Shortly before the outbreak of the first world war, the poet Guillaume Apollinaire met Louise de Coligny-Châtillon, introduced to him by a friend, in a restaurant in Nice. He was immediately lovestruck, and it seemed the attraction was reciprocal. But war intervened, and Apollinaire was called up for military duty.
From the trenches he regularly wrote to Lou, with poems testifying to the intense love experienced by the poet-combatant. The passion was far from being sentimental; it was both emotional and carnal, regularly occupying the thoughts of the poet abandoned among the troops, the shells whistling above his head and death marking his days. Apollinaire was more than unhappy, cut off from the woman he feels is as necessary to him as the oxygen he breathed. His love was absolute, total, obsessive.
As early as 1915 Apollinaire asked Lou to keep the poems he sent her, of which he had not made a copy, with a view to possible publication. But it was not until 1948 that the Swiss publisher Pierre Cailler produced a complete edition, based on the manuscripts that Louise had kept. As André Salmon writes in the preface to Ombre de mon amour (The Shadow of My Love), ‘It is to Lou that we owe the most beautifully sad songs for those who do not know how to play with the depths of love’.

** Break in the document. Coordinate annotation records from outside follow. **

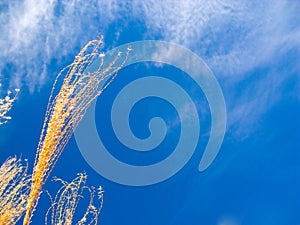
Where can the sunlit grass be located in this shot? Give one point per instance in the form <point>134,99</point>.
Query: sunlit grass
<point>67,199</point>
<point>14,190</point>
<point>66,109</point>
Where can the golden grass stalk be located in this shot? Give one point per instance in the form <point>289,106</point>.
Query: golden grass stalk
<point>14,190</point>
<point>66,109</point>
<point>6,104</point>
<point>66,201</point>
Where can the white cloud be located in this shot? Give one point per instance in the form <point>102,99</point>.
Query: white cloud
<point>34,33</point>
<point>233,37</point>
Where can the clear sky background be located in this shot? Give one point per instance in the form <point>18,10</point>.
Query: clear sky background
<point>253,49</point>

This illustrated edition, published eight years after its first publication, is the perfect collaboration between an acclaimed and innovative poet and an expressive and passionate artist.
The Vertès-illustrated Ombre de mon amour was published in Paris by Les Cent Bibliophiles de France et d’Amérique (The Hundred Bibliophiles of France and America) in a limited numbered edition of 172 copies.